The ideas and practices of these writers (often dismissed as “illuminist”) may thus best be understood as constituting a sort of “Super-Enlightenment,” a category which begs a larger, open question: did the more orthodox Enlightenment thinkers ever cross over to the other side themselves?”
Just like in today’s world there are those on the opposite side of the fence when there are cultural movements for change. This painting below is about liberty, but it expresses both faith and emotion, rather than reason. This is a French painting, and according to one writer, The Enlightenment Period did not fare well for France. “The French citizens, bright and intelligent though they were, ended up being outclassed in the inspiration and integrity department compared to the citizens of the English speaking world.”
Age of Exploration – 1500-1700 AD
The Age of Exploration, sometimes also called The Age of Discovery, was primarily from the 15th through the 18th centuries and brought to light the “Fourth Part of the World,” which became the new continents of North and South America. It was a time for European culture to cut the apron strings from the “motherland” in order to go abroad and learn more about the world. There was a need for more trading posts (which were blocked by the Ottoman Empire), more goods (silver and gold), and more shipping routes (for spices and silks), which required more and better geographical knowledge (necessity of leaving the sight of land).

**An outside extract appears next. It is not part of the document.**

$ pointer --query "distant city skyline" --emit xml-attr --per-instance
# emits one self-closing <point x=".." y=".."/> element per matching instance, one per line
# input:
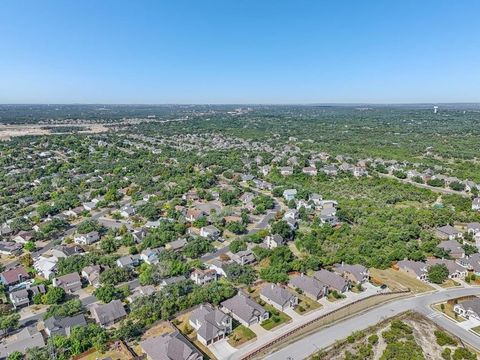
<point x="243" y="52"/>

There are many historical accounts of the first explorations by Christopher Columbus (Spain), Ferdinand Magellan (Portugal), and Captain James Cook (England). All of these firsts resulted in cultural networks that are still in existence today. Many things besides “goods” were diffused back and forth across the seas in the two centuries of major explorations, for good and bad. Besides foods, languages, technology, governments, laws, and politics, there was “The Arrow of Disease,” which Jared Diamond, Professor of Geography at the University of California, documents in his critical thinking article of the same name in Discover Magazine.
This lecture is a very brief accounting of cultural attributes and traits that have influenced the world from the European Global Village. It is far from complete, but students now have many more topics for further research and study on their own. Studying the Global Villages, and the cultural contributions each has made to the globalized world we live in is necessary in order to comprehend that the way the world works is not the same for everyone.